Proportion plots are used to compare cell type proportions across groups of cells, typically according to sample level metadata. To view a proportion plot, define the variable to use for proportions (typically cell type), and the variable to use for comparing proportions (typically sample or patient ID). Stacked bars will be drawn, one for each cell group defined by the proportion comparison variable. The height of the stacked bars within each group will be equal to the proportion of cells within the comparison group matching each level of the proportion variable.

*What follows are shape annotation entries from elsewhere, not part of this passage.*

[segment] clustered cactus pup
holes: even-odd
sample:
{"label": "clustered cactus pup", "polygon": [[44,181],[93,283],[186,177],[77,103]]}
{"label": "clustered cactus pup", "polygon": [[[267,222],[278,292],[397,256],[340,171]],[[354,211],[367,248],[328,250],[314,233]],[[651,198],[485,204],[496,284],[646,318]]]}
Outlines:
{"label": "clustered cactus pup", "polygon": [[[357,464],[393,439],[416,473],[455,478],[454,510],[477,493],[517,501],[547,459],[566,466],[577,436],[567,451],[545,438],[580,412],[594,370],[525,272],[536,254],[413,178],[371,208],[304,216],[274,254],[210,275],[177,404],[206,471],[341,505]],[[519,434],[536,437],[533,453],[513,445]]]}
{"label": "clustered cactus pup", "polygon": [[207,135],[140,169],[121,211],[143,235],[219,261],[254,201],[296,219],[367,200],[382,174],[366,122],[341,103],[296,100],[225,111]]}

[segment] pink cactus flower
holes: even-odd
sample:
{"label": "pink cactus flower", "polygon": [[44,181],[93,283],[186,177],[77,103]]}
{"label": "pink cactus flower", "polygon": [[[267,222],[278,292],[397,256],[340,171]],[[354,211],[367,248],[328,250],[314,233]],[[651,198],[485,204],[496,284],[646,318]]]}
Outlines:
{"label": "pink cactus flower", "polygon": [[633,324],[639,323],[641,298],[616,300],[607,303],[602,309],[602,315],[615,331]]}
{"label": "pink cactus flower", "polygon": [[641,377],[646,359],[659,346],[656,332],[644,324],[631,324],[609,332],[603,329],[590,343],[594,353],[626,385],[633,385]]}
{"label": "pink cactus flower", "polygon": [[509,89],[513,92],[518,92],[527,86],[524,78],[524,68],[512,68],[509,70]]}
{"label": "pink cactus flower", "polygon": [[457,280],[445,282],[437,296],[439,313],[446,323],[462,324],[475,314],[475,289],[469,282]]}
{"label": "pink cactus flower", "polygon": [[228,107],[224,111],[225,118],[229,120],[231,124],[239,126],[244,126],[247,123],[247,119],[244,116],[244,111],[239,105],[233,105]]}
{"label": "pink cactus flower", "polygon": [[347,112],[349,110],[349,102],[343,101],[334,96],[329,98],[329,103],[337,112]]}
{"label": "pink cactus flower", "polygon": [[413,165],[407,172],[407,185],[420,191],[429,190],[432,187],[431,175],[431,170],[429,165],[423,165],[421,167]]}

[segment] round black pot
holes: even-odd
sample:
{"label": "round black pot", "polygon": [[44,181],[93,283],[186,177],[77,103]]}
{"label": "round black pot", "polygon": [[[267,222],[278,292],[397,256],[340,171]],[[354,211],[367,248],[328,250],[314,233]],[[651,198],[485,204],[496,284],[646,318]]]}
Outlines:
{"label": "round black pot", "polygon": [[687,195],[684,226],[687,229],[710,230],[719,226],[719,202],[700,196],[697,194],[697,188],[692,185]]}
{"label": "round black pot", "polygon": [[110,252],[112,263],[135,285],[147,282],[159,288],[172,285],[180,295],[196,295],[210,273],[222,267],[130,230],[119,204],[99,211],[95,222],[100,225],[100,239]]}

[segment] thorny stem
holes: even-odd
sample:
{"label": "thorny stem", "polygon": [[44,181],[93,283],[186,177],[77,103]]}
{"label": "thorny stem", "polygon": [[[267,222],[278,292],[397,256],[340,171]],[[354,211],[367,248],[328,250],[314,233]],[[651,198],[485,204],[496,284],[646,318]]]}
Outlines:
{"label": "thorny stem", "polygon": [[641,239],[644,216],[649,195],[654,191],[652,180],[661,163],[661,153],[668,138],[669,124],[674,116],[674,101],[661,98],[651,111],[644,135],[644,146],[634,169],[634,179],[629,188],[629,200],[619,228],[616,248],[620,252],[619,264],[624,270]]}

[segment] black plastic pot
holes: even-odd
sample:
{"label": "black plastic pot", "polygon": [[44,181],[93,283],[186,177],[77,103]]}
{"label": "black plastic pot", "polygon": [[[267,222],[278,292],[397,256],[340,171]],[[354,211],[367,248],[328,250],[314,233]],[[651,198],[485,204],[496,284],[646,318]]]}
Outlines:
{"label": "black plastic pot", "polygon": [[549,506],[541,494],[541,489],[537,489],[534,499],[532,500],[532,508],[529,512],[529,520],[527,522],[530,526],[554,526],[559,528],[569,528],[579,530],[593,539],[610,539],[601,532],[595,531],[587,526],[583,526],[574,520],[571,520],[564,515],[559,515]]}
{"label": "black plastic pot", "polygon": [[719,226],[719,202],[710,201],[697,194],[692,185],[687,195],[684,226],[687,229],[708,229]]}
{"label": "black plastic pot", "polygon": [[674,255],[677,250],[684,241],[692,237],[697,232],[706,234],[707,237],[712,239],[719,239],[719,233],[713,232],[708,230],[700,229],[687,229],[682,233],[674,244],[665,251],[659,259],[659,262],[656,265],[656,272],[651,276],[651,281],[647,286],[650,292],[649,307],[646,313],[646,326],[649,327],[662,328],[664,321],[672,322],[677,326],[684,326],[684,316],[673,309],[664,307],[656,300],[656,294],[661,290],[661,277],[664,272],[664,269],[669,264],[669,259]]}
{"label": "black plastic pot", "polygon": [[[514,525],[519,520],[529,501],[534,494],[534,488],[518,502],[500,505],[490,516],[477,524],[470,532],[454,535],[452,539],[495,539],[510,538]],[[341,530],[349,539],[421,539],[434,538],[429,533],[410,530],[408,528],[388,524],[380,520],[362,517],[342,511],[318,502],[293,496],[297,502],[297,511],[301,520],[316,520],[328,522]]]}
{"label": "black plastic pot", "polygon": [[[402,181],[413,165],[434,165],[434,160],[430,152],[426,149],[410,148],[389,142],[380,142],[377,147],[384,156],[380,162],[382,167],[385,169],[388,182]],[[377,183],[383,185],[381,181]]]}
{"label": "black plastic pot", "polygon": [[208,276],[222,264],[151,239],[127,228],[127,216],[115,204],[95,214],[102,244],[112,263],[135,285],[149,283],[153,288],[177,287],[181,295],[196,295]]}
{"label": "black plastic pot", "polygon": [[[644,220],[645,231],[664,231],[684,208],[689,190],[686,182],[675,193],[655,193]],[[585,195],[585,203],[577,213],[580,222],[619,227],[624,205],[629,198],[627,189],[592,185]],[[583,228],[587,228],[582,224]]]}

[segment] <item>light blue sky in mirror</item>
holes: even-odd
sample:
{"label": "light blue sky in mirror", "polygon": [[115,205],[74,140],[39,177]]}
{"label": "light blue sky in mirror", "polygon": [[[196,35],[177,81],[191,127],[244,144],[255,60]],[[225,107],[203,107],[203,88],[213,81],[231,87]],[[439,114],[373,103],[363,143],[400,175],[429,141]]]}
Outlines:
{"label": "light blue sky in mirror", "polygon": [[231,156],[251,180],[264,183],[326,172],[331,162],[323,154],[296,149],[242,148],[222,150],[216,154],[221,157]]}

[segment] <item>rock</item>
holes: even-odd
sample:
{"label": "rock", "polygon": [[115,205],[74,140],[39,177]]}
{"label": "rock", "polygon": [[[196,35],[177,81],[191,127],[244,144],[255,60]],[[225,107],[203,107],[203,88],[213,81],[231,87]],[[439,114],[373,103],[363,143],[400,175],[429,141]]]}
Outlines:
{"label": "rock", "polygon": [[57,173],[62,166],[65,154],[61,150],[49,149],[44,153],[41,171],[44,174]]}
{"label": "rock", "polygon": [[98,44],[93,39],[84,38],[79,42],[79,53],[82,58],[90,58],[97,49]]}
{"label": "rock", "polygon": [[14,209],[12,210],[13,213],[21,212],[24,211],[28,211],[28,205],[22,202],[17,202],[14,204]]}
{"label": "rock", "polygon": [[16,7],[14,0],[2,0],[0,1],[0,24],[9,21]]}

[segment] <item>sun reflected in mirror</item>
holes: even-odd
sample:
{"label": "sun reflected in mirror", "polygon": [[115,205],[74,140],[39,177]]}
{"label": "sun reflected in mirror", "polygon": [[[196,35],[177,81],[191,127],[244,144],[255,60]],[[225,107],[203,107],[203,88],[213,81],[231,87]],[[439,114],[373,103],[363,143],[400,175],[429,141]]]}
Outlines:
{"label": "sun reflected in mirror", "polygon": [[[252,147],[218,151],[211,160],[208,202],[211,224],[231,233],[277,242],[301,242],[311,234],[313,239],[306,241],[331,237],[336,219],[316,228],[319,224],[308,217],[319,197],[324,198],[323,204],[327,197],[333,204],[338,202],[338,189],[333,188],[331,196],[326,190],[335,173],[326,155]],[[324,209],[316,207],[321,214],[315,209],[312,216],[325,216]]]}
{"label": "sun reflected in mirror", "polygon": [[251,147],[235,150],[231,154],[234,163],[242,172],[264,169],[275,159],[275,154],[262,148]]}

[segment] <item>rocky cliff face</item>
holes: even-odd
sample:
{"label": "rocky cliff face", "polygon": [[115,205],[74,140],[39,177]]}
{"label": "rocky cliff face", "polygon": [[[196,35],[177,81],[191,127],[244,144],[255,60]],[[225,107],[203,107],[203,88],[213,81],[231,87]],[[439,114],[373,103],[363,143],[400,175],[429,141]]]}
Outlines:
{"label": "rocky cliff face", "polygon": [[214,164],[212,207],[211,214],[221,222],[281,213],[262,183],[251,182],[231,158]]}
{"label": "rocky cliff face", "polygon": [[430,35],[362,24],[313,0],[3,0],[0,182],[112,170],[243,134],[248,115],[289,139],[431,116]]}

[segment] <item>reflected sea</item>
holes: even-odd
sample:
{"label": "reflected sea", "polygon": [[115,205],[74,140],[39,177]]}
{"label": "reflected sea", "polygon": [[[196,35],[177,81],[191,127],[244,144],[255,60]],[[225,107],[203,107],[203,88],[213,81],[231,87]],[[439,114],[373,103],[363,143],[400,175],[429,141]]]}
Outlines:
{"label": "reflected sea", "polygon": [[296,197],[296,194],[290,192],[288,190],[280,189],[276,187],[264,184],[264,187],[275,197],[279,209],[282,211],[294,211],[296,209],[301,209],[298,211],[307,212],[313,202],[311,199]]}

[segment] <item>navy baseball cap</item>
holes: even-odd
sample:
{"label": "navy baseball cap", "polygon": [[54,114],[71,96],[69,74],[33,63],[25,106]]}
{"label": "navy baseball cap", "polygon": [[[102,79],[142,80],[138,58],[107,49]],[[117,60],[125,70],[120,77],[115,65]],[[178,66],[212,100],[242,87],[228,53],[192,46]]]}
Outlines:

Proportion plots are great for summarizing a dataset at the sample level. For example, proportion plots can show the extent to which a specific cell type is represented in different samples in the dataset, and they can indicate samples with cell type proportions that differ from most other samples in the dataset. Proportion plots can show a continuum of samples from lowest to highest proportion of cells matching a specific cell type, and the distribution of the proportion of that cell type in the samples present.

Metadata Pie Charts

Pie charts represent sample-level metadata, showing the number of samples matching each group of a metadata variable. Pie charts only display when the user preparing the dataset indicates a sample-level variable to use for pie charts in the config app.